Cars / e36 / Electronics / E36 Dash Control Panel

E36 Dash Control Panel

Article by: jmciver

Article applies to: written for the E36, but applicable to all BMWs.

This is where I will control some of the electronic “toys” in the car. Items controlled here include the radar detector, laser jammer, camera and nitrous system. It also houses the display for the tire pressure monitoring system.

This modification is to be followed and used at the sole risk of the individual performing it. When performing any modifications, there will always be the risk of damage to the car.

MODIFY AT YOUR OWN RISK. Read the procedure carefully and be sure that you feel comfortable with the modification before you begin.

Now on to the fun stuff!!

Carbon Fiber Face Plate:
First, I started out with a blank carbon fiber face plate. I purchased this piece from MK Autosport. It was originally designed to house three 2 1/16″ gauges as part of a gauge kit, but I was able to get it uncut.

This piece is already cut to the right size for the area below the OBC.

Machined Face Plate:
Next, I took the face plate to a machine shop to cut the holes for the switches and Smartire display. I could have used my Dremel tool, but the cuts would not have been as precise.

What can I say, I can be a bit of a perfectionist at times! The rough edges you see are from the adhesive material that came on the back of the face plate. T

hey will not be visible when the switches are in place.

The Switches:
Here is a shot of one of the switches that I used. As you can see, these are not the average switches you find at the local auto parts store or Radio Shack.

I purchased them from a company called Electro-Mech Controls.

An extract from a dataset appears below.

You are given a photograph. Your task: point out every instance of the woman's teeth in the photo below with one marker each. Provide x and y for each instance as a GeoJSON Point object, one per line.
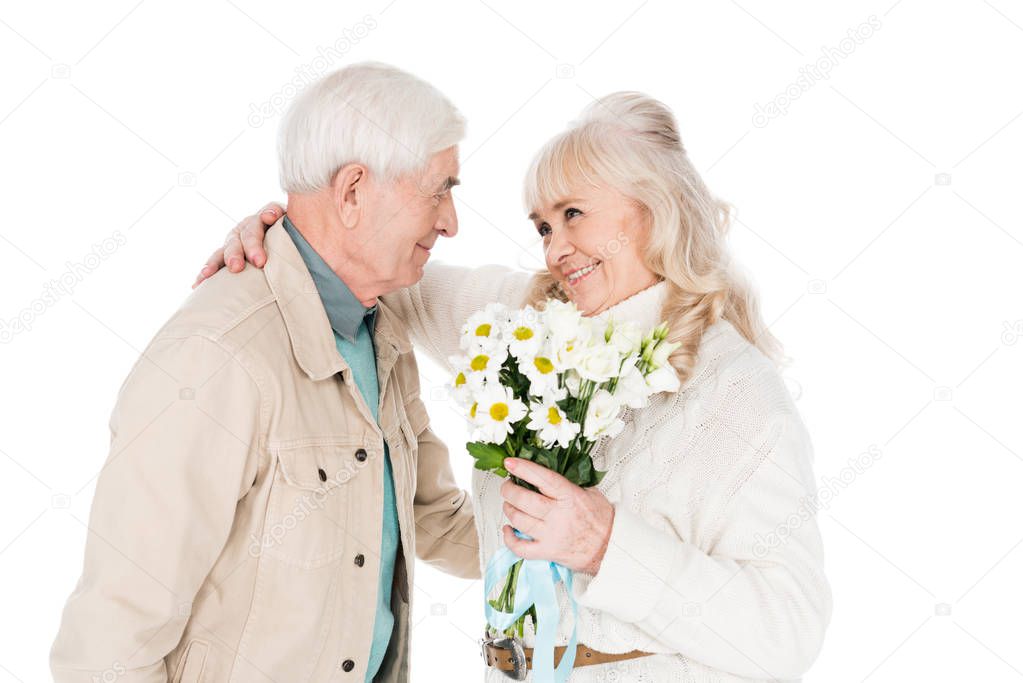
{"type": "Point", "coordinates": [582, 272]}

They are industrial type switches and were not cheap, but we won’t go into that!!

Front View of Switch:
On this front view of the switch you can see how it is divided in half. It will become obvious why I chose this configuration in later pictures.

I also had amber filters put inside the switches to match the instrument lighting.

One good thing about these switches is that I can change the entire configuration if I wanted without having to remove the switch.

Tire Pressure Monitoring Display:
Here is a shot of the tire pressure monitoring display. This system is pretty cool.

It constantly monitors tire pressure and temperature when the car is moving.

It also has programmable warnings when the tires drop to a certain pressure or pressure deviates from a certain value.

Assembled Control Panel:
This is the control panel assembled prior to installation.

You can also see the function of each switch as identified by the writing on it.

The switches and the display will also be backlit when the rest of the interior illumination is on.

Wiring and Adhesive:
I used some hot glue to keep the components in place.

Each component had a snug fit in the face plate so the glue was more than adequate.

All of the wires were soldered to the switch terminals.

The cable for the tire pressure monitoring system plugs into the back of the display (not installed in this picture).

Sunglass Holder Installation:
Here you can see a rear view of the sunglass holder with the panel installed.

You can also see where I had to cut it in order to make the switches fit.

When you remove the back part of the sunglass holder as I did, the structural integrity of the sunglass holder becomes weaker.

If you attempt an install like this, I recommend you only cut out the openings that are required.

That being said, however, everything went back together in the car just fine.

Sunglass Holder Installation:
To hold the panel in place, I used the 3M adhesive that came on the back of the face plate.

This actually worked out better than expected.

Just be sure to clean the adhesion surfaces thoroughly for maximum adhesion.

Final Installation:
This is the panel installed in the car with everything back together.

One concern I had about this install was not being able to get the OBC out without peeling the panel away from the sunglass holder (to get to that little hole under the OBC to push it out).

Well, I found out that you can take the OBC out by gently using a flat head screwdriver and prying it out from above the OBC.

That is good in case I ever need to get back there again. In case you can’t see what the switches control, the upper three control the V1, laser jammer and camera.

The bottom three control the nitrous system, specifically, the bottle opener, bottle heater and system arming switch.

Here can see what the illumination looks like, both in the daytime and at night.

I tied the lights of the switches to the light circuit of the car (so they come on when the instrument lights come on and can be dimmed).

I used the wire that was originally used to illuminate the lighter socket since it was the most convenient one.

If a particular component is on, the top and bottom half of the switch will be illuminated to indicate the component is energized, regardless if the instrument cluster lights are on.

In the bottom picture you also get a good shot of the tire pressure monitoring system when illuminated at night.